Many believe this represents a breakthrough in terms of establishing closer ties between the international Jewish community and Turkey.
Chanukah is the “festival of lights” and as such a 19th-century menorah which now belongs to Jewish collector Thomas Gelb was lit at the ceremony marking the 4th night of the 8 day holiday. The 150-year-old menorah was recovered from a synagogue in Prague burnt down by the Nazis during World War II.
Addressing the joyous gathering was Turkish Ambassador to the U.S. Hasan Murat Mercan. He told the attendees that the Turkish House is home to all Turkish Jews, their friends and relatives.
”The Jewish community is an inseparable part of our land, our community, whether they live in Türkiye or New York,” he said, as was reported by the Daily Sabah. ”Türkiye has been home to different religions, different cultures, and all of them helped with the cornerstone of our collective history … Our diversity reflects our strength.”
Turkish Consul General in New York Reyhan Özgur said that Wednesday evening’s gathering is another testament to the growing friendship between the Turkish and Jewish peoples.
”The doors of Turkish House are always wide open to our Jewish friends. Today’s Hanukkah celebration is historic in the sense that for the first time, menorah candles will be lit in Turkish House, ” he said.
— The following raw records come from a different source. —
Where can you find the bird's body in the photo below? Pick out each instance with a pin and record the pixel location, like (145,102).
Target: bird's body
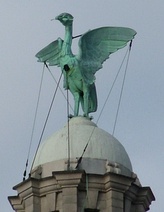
(78,70)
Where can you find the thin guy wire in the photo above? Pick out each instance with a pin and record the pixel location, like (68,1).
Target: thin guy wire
(34,122)
(46,119)
(122,88)
(68,165)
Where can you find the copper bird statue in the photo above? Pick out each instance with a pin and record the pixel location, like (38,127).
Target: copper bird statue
(95,46)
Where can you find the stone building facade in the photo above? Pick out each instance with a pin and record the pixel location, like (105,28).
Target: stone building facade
(102,181)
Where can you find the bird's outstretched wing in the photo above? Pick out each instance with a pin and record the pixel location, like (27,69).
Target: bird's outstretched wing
(96,45)
(51,53)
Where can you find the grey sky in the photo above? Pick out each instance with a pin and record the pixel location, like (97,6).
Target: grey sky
(26,28)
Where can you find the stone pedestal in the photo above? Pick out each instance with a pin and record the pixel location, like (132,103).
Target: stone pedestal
(77,191)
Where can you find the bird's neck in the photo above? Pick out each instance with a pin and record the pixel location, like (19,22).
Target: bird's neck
(68,40)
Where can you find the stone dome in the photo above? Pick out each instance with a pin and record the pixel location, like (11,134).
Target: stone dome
(104,153)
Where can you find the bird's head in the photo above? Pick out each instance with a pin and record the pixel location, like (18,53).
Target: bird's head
(65,18)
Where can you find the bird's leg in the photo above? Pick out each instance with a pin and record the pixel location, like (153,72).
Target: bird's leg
(77,101)
(86,102)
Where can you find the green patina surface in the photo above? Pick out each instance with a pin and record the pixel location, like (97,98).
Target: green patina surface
(95,46)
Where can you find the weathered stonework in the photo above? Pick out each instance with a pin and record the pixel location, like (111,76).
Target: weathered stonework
(76,191)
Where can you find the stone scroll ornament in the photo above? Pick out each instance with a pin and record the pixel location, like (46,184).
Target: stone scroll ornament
(95,46)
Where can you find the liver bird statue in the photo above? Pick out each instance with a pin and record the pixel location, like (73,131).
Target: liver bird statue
(95,46)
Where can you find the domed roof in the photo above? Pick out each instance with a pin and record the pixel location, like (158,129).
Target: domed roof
(103,153)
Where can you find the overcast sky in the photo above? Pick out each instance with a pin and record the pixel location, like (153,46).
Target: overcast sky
(26,28)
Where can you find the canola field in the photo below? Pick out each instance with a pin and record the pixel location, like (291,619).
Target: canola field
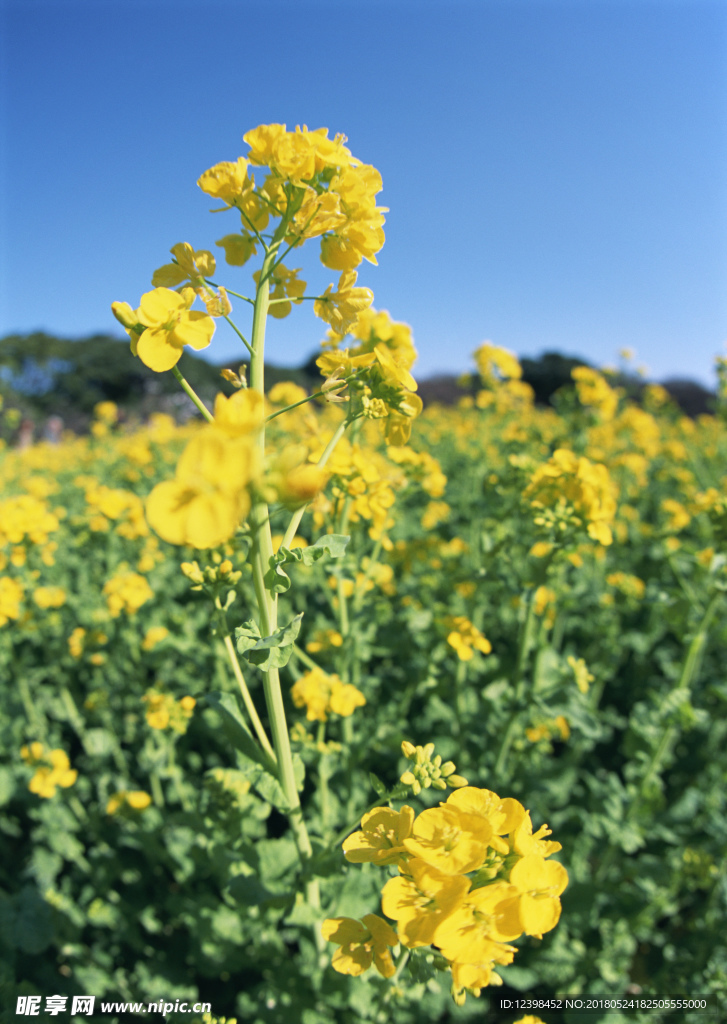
(333,709)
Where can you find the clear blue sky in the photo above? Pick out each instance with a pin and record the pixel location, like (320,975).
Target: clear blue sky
(556,171)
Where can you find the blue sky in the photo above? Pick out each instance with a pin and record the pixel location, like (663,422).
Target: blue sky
(556,172)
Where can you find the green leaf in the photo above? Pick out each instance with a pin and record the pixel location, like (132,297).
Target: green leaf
(237,730)
(278,581)
(34,929)
(332,544)
(547,671)
(267,652)
(379,787)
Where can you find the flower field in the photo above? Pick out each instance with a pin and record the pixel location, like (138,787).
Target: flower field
(333,709)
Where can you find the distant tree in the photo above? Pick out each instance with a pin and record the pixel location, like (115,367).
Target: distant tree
(548,373)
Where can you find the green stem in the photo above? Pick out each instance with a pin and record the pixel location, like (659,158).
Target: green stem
(247,697)
(37,723)
(240,334)
(317,394)
(298,514)
(687,676)
(339,838)
(267,602)
(522,651)
(299,652)
(324,793)
(193,394)
(157,792)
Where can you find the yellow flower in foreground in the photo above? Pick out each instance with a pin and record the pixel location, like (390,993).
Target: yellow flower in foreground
(450,839)
(342,307)
(361,942)
(420,900)
(167,325)
(477,930)
(540,883)
(190,266)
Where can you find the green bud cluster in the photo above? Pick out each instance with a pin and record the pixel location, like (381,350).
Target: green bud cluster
(212,578)
(427,769)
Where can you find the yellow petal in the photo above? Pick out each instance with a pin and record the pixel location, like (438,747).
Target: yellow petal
(156,350)
(195,329)
(157,306)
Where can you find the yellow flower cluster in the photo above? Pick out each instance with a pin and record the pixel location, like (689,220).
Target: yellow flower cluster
(26,517)
(52,769)
(365,481)
(118,505)
(322,192)
(630,586)
(164,712)
(323,694)
(126,591)
(465,638)
(548,729)
(472,878)
(10,598)
(574,489)
(377,371)
(135,800)
(205,503)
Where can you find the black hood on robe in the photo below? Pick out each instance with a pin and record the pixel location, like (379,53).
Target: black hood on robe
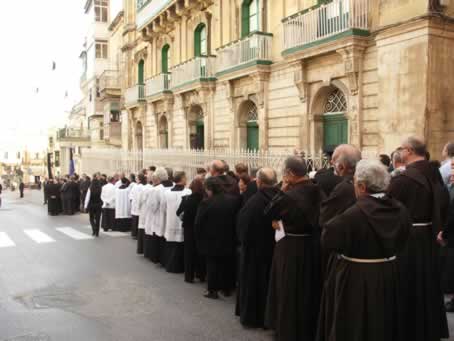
(384,216)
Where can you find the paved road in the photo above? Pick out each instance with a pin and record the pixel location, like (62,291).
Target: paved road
(56,283)
(59,284)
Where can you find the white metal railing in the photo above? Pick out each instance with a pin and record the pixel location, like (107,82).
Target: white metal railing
(109,79)
(110,161)
(157,84)
(147,10)
(327,20)
(135,94)
(195,69)
(255,47)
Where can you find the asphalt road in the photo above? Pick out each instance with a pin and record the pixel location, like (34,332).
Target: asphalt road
(58,284)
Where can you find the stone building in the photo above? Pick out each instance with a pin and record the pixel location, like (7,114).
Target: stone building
(286,74)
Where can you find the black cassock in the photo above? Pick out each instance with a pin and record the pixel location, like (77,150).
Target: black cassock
(361,301)
(215,237)
(53,199)
(294,290)
(420,190)
(256,235)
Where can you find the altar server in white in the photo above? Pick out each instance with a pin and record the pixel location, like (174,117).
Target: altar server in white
(173,233)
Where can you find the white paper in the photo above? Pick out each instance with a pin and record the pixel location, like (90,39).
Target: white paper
(279,234)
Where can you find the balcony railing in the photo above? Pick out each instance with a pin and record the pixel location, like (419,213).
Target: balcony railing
(72,133)
(109,79)
(254,48)
(325,21)
(199,68)
(158,84)
(135,94)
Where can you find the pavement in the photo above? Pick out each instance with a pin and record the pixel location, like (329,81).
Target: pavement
(57,283)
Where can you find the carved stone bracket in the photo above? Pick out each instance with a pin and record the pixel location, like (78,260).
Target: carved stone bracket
(142,54)
(300,80)
(353,58)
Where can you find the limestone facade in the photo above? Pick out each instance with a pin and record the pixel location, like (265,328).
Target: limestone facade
(288,74)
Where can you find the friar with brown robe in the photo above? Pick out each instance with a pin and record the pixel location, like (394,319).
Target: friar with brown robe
(294,289)
(362,294)
(419,188)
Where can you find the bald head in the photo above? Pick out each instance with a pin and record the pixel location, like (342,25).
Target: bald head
(345,158)
(217,168)
(266,177)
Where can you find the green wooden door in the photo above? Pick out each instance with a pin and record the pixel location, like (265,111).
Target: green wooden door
(252,135)
(200,131)
(140,77)
(335,131)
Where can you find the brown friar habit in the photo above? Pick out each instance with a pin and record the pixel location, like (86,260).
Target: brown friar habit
(294,289)
(362,300)
(256,235)
(420,190)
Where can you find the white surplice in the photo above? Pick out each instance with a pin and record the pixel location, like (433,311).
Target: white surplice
(143,206)
(134,197)
(159,209)
(174,229)
(108,196)
(122,203)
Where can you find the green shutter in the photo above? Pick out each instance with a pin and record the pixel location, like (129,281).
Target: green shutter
(165,59)
(140,77)
(197,42)
(245,19)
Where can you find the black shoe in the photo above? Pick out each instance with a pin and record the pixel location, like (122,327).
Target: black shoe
(450,306)
(226,293)
(212,295)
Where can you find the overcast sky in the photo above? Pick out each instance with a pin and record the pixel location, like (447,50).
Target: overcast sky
(34,34)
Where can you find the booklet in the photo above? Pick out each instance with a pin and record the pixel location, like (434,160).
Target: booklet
(279,234)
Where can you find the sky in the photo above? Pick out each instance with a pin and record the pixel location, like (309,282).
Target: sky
(34,35)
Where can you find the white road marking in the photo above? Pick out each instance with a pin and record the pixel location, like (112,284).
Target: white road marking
(110,233)
(38,236)
(5,240)
(70,232)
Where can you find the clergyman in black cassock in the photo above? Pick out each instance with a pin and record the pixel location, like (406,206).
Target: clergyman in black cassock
(215,235)
(194,263)
(362,297)
(294,290)
(256,235)
(419,189)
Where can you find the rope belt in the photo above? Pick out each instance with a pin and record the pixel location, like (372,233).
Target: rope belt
(422,224)
(369,261)
(298,235)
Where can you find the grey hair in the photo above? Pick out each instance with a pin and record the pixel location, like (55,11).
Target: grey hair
(267,176)
(161,173)
(373,174)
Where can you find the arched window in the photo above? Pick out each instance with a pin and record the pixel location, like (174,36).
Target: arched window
(249,17)
(200,41)
(165,58)
(140,72)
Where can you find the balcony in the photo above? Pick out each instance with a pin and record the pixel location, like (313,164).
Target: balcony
(337,19)
(199,69)
(72,135)
(158,84)
(109,84)
(135,95)
(252,50)
(147,10)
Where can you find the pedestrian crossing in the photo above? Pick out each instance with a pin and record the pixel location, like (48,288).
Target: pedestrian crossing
(52,235)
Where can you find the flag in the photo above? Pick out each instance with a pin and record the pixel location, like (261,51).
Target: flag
(71,162)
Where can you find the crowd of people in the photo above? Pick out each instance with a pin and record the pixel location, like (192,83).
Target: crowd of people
(359,251)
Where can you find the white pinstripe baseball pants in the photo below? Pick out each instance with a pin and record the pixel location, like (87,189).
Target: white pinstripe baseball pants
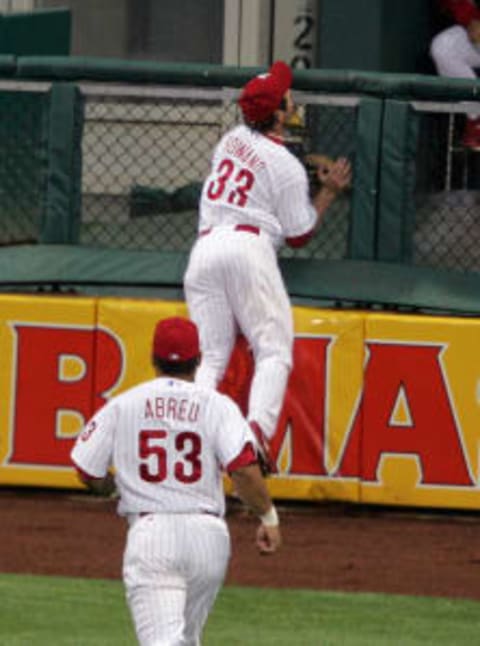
(233,280)
(173,567)
(456,56)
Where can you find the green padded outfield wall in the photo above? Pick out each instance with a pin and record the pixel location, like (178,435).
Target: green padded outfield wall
(376,35)
(40,33)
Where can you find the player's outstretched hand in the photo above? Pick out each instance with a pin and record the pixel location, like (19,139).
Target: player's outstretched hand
(269,539)
(336,176)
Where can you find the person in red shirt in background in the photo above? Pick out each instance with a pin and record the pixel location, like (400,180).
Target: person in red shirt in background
(456,53)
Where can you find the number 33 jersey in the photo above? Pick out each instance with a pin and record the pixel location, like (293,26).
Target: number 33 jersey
(168,441)
(255,180)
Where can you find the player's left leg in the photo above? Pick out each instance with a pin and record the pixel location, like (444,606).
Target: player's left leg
(266,320)
(208,554)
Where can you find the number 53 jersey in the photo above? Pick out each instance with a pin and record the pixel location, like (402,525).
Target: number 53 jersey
(255,180)
(168,441)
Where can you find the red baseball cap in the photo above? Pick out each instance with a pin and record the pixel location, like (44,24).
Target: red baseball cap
(263,94)
(176,339)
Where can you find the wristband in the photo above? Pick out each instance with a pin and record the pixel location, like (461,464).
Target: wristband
(270,518)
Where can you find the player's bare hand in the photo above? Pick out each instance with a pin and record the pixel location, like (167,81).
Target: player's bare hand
(473,30)
(336,176)
(269,539)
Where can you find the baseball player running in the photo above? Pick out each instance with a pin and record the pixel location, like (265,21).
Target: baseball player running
(166,442)
(255,198)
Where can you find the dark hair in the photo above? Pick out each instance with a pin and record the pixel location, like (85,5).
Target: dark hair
(267,124)
(176,367)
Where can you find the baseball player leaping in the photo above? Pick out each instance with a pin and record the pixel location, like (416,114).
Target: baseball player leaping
(255,198)
(166,441)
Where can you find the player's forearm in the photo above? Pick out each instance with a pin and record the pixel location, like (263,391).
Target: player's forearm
(250,486)
(100,486)
(322,201)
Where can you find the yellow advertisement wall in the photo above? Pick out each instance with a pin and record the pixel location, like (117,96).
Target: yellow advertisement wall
(421,411)
(329,371)
(380,408)
(46,345)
Ozgur noted that Sephardic Jews have significantly enriched the culture and economy of Turkish society by becoming an integral part of the country.
Asaf Zamir, consul general of Israel in New York, thanked Türkiye for celebrating Hanukkah at the Turkish House and for its friendship. ”The fact that you decided to have this event this evening is extremely important to us,” he said.
The Chief Rabbi of Türkiye, Isak Haleva, also attended the ceremony from Istanbul via videoconference to wish Jews in the United States a happy Chanukah.